Ontology-Aware RAG for Improved Question-Answering in Cybersecurity Education
Chengshuai Zhao, Garima Agrawal, Fan Zhang, Tharindu Kumarage, Zhen Tan, Yuli Deng, Ying-Chih Chen, Huan Liu
TL;DR
CyberRAG addresses the reliability challenges of LLM-based cybersecurity QA by integrating retrieval-augmented generation with ontology-based validation grounded in AISecKG. The two-step approach retrieves validated cybersecurity content and then uses a knowledge-graph ontology to fact-check and constrain final answers, reducing hallucinations and misuse in an educational setting. The framework is evaluated on CyberQ across In-KB, Out-of-KB, and Zero-shot scenarios, showing consistent gains with various backbones and prompting strategies, and ablations confirm the importance of KB coverage and ontology validation.
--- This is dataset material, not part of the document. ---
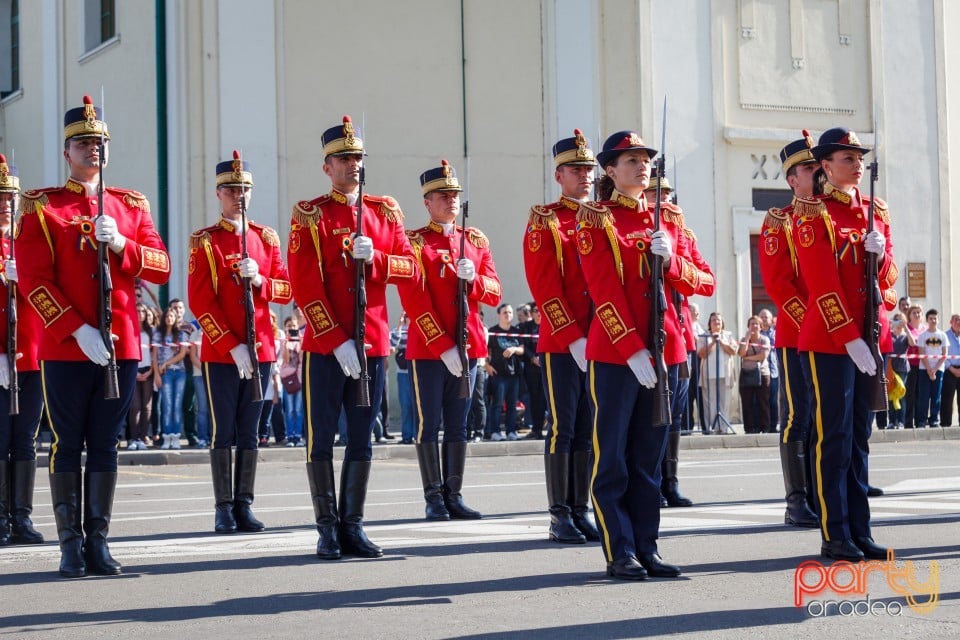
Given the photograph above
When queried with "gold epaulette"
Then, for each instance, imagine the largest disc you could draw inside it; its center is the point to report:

The work demonstrates a path toward safe, interactive AI-assisted cybersecurity education with potential applicability to other domains.
Abstract
Integrating AI into education has the potential to transform the teaching of science and technology courses, particularly in the field of cybersecurity. AI-driven question-answering (QA) systems can actively manage uncertainty in cybersecurity problem-solving, offering interactive, inquiry-based learning experiences. Recently, Large language models (LLMs) have gained prominence in AI-driven QA systems, enabling advanced language understanding and user engagement. However, they face challenges like hallucinations and limited domain-specific knowledge, which reduce their reliability in educational settings. To address these challenges, we propose CyberRAG, an ontology-aware retrieval-augmented generation (RAG) approach for developing a reliable and safe QA system in cybersecurity education. CyberRAG employs a two-step approach: first, it augments the domain-specific knowledge by retrieving validated cybersecurity documents from a knowledge base to enhance the relevance and accuracy of the response. Second, it mitigates hallucinations and misuse by integrating a knowledge graph ontology to validate the final answer. Comprehensive experiments on publicly available datasets reveal that CyberRAG delivers accurate, reliable responses aligned with domain knowledge, demonstrating the potential of AI tools to enhance education.